Grotere rol voor duurzaam en veilig geproduceerd voedsel in Zuid-Korea
Sinds augustus is Rick Nobel als LNV raad gestationeerd op de Nederlandse ambassade in Seoel, Zuid-Korea. Daarvoor was hij LNV attaché in New Delhi, in India. Hij ziet veel kansen voor het Nederlandse bedrijfsleven in Zuid-Korea. ‘We kunnen een rol spelen in de productievergroting, maar met oplossingen als melkrobots ook een bijdrage leveren aan het tekort aan arbeidskrachten en de vergrijzing in het land.’
Rick Nobel had het naar zijn zin in India. ‘Ik heb een voorliefde voor dynamische landen waar geen dag hetzelfde is,’ vertelt hij. ‘India kent vele werelden in een land en ik vind dat fascinerend.’ Het verschil met zijn nieuwe standplaats Zuid-Korea is groot. ‘Het is hier veel rechtlijniger,’ zegt hij. ‘Als fervent fietser merk ik dat ook. ‘Ik ben wielrenner. In India ben je als fietser kwetsbaar, maar heb je ook veel vrijheid. In Korea is het allemaal iets meer rigide, er liggen hier dan wel weer kilometerslange strakke fietspaden.’
‘Ik fiets elke dag,’ gaat hij verder. ‘Door het wielrennen maak ik veel vrienden. Het is een soort stoomcursus inburgeren en het helpt mij ook in het werk. Ik ben vaak op pad met lokale wielrenners, die mij veel leren over cultuur en eetgewoonten in Zuid-Korea. Tegelijkertijd zien we heel veel van dit mooie land! De werkcultuur in India lijkt in enkele opzichten op die in Zuid-Korea: het is hiërarchisch en status is belangrijk. Ik heb geleerd daarmee om te gaan.’

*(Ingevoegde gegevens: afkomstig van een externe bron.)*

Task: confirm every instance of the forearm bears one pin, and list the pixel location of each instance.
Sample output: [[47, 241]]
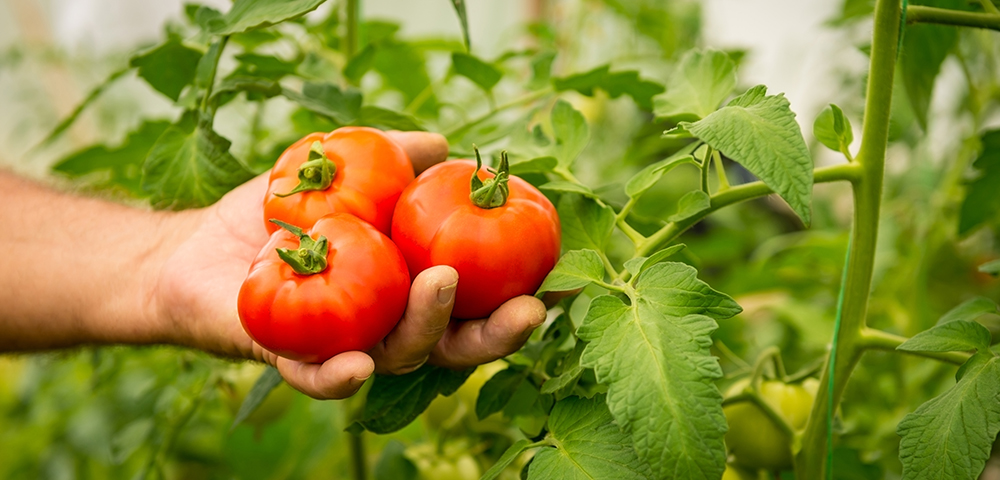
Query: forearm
[[77, 270]]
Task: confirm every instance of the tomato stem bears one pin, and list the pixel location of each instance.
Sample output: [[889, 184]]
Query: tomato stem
[[310, 257], [494, 192], [316, 173]]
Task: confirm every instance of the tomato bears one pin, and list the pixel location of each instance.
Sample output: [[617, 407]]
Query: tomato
[[237, 384], [363, 173], [753, 439], [341, 286], [502, 243]]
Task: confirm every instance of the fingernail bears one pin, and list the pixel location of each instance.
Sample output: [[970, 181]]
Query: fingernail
[[447, 294]]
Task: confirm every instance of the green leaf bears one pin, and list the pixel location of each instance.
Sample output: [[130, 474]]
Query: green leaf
[[168, 67], [585, 223], [647, 177], [373, 116], [925, 47], [571, 131], [992, 268], [691, 204], [561, 186], [637, 265], [463, 20], [506, 459], [959, 335], [950, 436], [615, 84], [981, 203], [534, 165], [190, 166], [654, 357], [269, 380], [575, 269], [498, 390], [833, 129], [396, 400], [588, 445], [760, 133], [969, 310], [253, 14], [701, 81], [328, 100], [480, 72]]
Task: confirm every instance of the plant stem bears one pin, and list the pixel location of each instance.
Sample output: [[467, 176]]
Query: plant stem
[[739, 193], [810, 461], [351, 42], [872, 338], [500, 108], [921, 14]]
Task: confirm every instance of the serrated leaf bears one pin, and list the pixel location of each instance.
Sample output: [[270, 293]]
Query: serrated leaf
[[833, 129], [534, 165], [575, 269], [691, 204], [959, 335], [981, 203], [561, 186], [329, 100], [701, 81], [654, 357], [383, 118], [506, 459], [484, 75], [268, 380], [252, 14], [571, 131], [498, 390], [760, 133], [615, 84], [969, 310], [168, 67], [586, 224], [396, 400], [190, 166], [950, 436], [588, 445], [648, 176]]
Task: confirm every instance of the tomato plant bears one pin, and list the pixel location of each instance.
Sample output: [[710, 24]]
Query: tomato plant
[[701, 221], [354, 170], [501, 235], [312, 294]]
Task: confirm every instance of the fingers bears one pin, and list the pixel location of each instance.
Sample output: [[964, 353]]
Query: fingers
[[338, 377], [425, 149], [475, 342], [428, 312]]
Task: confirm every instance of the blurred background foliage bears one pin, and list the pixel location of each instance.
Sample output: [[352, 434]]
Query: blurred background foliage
[[164, 412]]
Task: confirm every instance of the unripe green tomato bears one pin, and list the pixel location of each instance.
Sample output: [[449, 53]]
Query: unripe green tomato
[[754, 440], [237, 384]]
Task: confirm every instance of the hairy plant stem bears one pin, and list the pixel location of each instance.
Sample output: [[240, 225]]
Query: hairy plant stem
[[921, 14], [811, 459]]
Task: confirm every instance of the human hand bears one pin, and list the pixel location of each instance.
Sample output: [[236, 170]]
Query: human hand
[[197, 286]]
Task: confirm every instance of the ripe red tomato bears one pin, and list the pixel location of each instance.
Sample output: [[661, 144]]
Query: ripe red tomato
[[503, 244], [364, 175], [342, 287]]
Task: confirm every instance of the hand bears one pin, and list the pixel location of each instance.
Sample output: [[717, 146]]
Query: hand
[[196, 293]]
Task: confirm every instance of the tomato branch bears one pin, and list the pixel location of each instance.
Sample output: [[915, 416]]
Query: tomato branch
[[872, 338], [942, 16], [669, 232]]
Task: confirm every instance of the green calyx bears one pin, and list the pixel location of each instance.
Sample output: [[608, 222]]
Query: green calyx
[[492, 193], [316, 173], [310, 257]]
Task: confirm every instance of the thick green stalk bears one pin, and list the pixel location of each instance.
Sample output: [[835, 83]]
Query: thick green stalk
[[941, 16], [811, 459]]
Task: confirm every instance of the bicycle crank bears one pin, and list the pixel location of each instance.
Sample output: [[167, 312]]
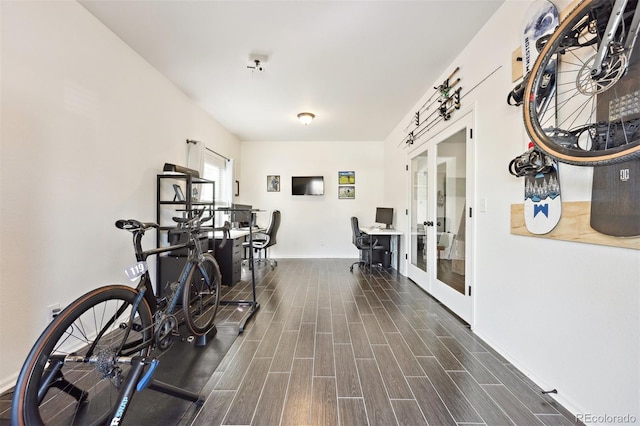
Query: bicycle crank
[[164, 332]]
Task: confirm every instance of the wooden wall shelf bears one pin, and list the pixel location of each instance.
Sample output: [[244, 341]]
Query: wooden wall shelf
[[573, 226]]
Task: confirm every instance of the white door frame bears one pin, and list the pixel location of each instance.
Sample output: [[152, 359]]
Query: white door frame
[[460, 304]]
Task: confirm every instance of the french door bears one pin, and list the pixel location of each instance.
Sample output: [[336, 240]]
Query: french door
[[441, 242]]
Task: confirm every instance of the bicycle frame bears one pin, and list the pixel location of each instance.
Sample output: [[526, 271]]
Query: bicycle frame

Markt voor veilig en duurzaam geproduceerd voedsel
Voedsel is volgens Nobel een spiegel van de maatschappij. ‘Wat er op het bord ligt, tekent de inhoud van ons werk. Wat de consument wil, stuurt de ontwikkeling van de sector. In India speelt tuinbouw een grote rol. Veel inwoners zijn vegetariër. Bovendien kent het land een opkomende middenklasse. Die wil veilig en duurzaam geproduceerd voedsel. Je ziet het verhaal dat daarbij hoort bijvoorbeeld terug in de online marketing.’
In Zuid-Korea ziet hij ook meer aandacht voor de manier waarop er wordt geproduceerd. ‘Maar daar is de veehouderij juist belangrijk, want er wordt veel vlees gegeten. Groente en fruit zijn hier naar verhouding duur. Het is zaak om samen met Zuid-Koreaanse partijen te werken aan dierlijke sectoren die hoogkwalitatief produceren, op een manier die meer oog heeft voor dierenwelzijn, reductie van uitstoot van broeikasgassen en behoud van natuur- en biodiversiteit.’
Zuid-Korea is sterk afhankelijk van import, gaat hij verder. ‘Het is bergachtig en er zijn veel kleine boeren. De overheid steekt veel geld in de plattelandseconomie, maar is nog niet in staat geweest schaalvergroting in gang te zetten. Onder andere daardoor loopt de ontwikkeling van de landbouwsector achter op bijvoorbeeld die van de industrie. Zuid-Korea zou meer kunnen investeren in innovatie, schaalvergroting en productieverhoging.’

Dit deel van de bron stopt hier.